Last week Rebecca and I spoke in three one-hour sessions (Friday, Saturday and Sunday) at the World Rose Festival that was held at the new Vancouver Convention Centre. Both of us had these tags hanging from our necks that defined us as experts. The theme of the lecture was A rose through a child's eyes. Rebecca exceeded my expectations on how she was going to perform. As a matter of fact I asked her, "Aren't you going to be nervous facing all those people?" She answered something like, "That's not going to happen." On the second day we were preceded by the legendary English rose expert Peter Beales. "Aren't you nervous that we are going to speak after him? " Her reply was a a flat, "No."

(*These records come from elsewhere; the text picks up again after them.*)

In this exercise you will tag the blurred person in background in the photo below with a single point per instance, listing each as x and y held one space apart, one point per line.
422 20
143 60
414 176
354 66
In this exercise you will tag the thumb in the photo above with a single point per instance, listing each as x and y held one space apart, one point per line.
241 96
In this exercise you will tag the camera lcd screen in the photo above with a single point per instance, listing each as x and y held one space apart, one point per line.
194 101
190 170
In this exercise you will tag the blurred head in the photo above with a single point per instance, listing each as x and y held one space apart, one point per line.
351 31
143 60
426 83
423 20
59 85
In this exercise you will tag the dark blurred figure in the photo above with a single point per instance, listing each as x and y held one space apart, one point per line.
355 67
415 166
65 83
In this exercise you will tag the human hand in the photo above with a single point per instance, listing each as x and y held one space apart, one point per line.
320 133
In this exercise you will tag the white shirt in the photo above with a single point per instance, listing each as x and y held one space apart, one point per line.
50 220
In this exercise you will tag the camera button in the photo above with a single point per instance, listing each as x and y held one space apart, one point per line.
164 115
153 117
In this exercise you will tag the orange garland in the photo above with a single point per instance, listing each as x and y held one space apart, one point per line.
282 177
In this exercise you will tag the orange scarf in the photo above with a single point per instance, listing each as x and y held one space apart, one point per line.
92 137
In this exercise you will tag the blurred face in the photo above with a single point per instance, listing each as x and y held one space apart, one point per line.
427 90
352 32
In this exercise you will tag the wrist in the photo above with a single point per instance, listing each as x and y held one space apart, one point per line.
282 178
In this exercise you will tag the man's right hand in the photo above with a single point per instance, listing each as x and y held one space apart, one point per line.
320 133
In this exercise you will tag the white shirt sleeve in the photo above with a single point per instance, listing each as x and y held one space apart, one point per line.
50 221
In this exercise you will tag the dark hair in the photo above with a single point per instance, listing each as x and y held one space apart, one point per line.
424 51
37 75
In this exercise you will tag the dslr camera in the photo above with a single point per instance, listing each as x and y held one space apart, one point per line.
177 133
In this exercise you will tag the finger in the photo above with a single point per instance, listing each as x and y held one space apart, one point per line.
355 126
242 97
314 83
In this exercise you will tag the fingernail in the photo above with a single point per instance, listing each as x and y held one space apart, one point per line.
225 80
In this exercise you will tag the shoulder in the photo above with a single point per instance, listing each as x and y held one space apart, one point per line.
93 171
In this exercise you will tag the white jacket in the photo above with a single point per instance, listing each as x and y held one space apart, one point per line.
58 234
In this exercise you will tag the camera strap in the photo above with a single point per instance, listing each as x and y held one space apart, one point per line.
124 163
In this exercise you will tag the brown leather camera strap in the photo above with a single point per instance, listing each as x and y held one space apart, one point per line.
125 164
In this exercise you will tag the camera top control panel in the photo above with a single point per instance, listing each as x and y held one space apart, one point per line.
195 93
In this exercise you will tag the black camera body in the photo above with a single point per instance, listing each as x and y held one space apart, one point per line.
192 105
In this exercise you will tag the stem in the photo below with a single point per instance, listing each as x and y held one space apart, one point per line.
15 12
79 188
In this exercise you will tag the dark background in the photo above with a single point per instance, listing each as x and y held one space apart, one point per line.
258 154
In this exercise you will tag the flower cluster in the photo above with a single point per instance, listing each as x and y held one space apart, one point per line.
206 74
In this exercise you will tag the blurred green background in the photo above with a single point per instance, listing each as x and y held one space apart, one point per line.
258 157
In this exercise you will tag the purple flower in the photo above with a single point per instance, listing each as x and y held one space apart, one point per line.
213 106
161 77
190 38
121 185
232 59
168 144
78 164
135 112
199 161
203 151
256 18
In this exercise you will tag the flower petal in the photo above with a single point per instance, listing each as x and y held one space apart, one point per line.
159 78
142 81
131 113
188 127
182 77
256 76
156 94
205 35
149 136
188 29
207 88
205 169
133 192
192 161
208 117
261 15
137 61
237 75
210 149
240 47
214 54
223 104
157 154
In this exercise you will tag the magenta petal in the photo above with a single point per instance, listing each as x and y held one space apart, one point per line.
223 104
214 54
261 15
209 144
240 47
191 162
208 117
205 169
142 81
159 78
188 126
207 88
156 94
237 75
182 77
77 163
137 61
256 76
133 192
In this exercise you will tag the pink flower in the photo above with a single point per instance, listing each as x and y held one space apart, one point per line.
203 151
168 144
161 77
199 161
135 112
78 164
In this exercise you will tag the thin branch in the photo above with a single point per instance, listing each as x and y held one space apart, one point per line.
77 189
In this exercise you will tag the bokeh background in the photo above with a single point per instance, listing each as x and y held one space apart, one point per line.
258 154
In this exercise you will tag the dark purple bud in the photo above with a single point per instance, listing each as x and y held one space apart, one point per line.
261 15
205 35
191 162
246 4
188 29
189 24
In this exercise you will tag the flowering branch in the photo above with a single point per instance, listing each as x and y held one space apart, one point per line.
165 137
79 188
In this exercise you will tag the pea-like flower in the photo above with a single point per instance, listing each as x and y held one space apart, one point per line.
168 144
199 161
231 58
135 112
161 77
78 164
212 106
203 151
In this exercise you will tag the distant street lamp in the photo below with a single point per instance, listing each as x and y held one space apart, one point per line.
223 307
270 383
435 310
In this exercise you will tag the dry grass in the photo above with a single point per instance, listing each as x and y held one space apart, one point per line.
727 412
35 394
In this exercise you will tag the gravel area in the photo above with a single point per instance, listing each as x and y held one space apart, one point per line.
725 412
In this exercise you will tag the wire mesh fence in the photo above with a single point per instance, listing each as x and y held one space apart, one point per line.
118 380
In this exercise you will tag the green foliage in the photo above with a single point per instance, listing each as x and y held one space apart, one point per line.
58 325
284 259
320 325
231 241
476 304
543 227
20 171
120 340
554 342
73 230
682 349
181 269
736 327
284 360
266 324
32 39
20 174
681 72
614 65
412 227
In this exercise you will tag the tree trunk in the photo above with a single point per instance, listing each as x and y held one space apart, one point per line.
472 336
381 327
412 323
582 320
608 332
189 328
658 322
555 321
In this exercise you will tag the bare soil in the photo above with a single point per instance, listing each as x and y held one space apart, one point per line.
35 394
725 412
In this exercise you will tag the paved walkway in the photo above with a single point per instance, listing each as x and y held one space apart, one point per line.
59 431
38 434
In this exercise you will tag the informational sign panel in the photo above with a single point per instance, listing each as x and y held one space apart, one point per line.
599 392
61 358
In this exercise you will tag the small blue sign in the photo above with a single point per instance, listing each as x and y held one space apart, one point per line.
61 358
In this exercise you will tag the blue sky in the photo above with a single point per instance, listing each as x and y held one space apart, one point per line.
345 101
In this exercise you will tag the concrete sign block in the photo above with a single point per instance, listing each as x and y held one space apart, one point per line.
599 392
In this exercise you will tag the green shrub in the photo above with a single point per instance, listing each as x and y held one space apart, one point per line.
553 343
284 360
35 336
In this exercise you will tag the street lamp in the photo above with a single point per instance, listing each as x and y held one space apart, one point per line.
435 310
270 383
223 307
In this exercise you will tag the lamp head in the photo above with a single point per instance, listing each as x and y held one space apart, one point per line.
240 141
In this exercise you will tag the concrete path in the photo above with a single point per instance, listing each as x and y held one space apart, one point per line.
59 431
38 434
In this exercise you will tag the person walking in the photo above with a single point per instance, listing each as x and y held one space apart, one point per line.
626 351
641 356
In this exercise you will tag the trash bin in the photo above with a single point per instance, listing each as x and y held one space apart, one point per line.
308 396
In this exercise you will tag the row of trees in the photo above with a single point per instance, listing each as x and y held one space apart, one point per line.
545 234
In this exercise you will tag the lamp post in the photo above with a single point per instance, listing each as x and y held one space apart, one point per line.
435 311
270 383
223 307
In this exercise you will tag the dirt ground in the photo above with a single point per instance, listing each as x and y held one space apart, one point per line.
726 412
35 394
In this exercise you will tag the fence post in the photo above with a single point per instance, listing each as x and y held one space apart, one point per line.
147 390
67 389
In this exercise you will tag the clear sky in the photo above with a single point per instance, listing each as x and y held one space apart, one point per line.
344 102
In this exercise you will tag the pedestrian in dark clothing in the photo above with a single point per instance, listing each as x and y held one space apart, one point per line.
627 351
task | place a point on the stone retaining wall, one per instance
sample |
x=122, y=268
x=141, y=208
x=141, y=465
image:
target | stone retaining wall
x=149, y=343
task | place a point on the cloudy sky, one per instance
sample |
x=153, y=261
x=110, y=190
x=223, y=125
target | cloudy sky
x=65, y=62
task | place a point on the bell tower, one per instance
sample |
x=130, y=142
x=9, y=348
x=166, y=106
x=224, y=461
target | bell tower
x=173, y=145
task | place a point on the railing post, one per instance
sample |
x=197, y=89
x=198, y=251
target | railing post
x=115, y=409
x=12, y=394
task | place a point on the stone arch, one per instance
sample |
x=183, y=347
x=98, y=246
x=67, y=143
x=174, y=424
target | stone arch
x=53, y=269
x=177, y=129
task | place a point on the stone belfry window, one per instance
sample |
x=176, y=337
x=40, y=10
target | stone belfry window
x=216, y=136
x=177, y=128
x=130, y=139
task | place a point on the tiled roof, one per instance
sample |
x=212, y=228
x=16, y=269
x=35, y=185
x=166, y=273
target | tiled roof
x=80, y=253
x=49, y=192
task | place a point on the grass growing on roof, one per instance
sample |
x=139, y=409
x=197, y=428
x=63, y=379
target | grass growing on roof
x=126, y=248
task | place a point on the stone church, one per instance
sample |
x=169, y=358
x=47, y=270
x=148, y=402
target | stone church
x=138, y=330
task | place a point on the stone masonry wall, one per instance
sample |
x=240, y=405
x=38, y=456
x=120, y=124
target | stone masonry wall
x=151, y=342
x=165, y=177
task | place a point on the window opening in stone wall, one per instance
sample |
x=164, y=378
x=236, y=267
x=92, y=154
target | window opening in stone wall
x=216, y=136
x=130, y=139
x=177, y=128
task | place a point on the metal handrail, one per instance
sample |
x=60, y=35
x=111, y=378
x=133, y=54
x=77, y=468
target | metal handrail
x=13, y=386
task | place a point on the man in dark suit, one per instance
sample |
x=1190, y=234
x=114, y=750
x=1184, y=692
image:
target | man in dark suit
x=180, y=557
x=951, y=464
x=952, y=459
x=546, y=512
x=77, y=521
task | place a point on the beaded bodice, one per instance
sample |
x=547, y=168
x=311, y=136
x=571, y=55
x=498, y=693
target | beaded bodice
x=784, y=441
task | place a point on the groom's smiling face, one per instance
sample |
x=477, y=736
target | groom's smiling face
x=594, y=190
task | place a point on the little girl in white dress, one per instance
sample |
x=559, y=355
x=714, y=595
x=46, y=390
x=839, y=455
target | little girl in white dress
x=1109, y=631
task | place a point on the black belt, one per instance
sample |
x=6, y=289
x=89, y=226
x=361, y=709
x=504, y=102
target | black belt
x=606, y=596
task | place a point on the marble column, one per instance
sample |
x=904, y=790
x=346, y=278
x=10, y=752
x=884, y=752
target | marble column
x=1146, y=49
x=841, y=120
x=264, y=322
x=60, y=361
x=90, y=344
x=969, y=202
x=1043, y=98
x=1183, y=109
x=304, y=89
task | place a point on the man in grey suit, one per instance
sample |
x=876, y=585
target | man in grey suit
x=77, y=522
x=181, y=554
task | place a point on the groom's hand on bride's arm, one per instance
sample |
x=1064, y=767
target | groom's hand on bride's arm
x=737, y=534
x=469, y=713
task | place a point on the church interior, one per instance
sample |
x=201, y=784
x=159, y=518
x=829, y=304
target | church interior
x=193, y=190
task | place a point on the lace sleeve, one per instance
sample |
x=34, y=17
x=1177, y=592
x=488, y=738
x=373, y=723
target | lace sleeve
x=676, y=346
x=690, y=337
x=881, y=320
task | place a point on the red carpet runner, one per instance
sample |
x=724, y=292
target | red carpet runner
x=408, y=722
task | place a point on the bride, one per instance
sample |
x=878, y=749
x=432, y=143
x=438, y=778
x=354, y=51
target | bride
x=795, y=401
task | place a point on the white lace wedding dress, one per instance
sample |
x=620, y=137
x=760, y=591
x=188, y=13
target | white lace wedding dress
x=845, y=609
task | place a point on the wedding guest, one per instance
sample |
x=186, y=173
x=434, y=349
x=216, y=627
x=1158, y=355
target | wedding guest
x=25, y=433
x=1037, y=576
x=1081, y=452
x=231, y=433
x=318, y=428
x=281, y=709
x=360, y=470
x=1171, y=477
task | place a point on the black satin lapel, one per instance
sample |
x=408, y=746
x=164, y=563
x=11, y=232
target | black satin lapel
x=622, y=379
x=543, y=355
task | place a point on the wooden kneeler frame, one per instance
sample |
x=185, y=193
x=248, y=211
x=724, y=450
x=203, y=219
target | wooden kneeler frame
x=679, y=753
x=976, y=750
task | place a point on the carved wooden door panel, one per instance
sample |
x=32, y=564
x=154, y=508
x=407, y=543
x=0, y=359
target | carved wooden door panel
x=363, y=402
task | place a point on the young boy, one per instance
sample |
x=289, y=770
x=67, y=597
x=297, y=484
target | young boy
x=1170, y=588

We had a trick up our sleeve. We used a basic Power Point program that enabled me to place one, two or more pictures at one time on the screen. Here is an example:

When these images appeared on the screen Rebecca said,"This rose is an English Rose called Mary Rose. Mary Rose was Henry VIII's flagship. She sank on her maiden voyage. Not too long ago they found the wreck. Inside were boxes and boxes of long bows. They put strings on them and they found that one needed a pull of 100 lbs. These English bows defeated the French knights three times during the Hundred Years War. These bows were made of Taxus or English Yew. The plant in the bottom of this picture which is in my grandfather's garden is a taxus."

She, of course, blew them away with erudition! The president of the Toronto Rose Society invited Rebecca to lecture (with an honararium, of course!) if she ever goes to Toronto. And of course, I was most proud. And prouder still when the venerable Peter Beales came up to me and said, "I was impressed by Rebecca."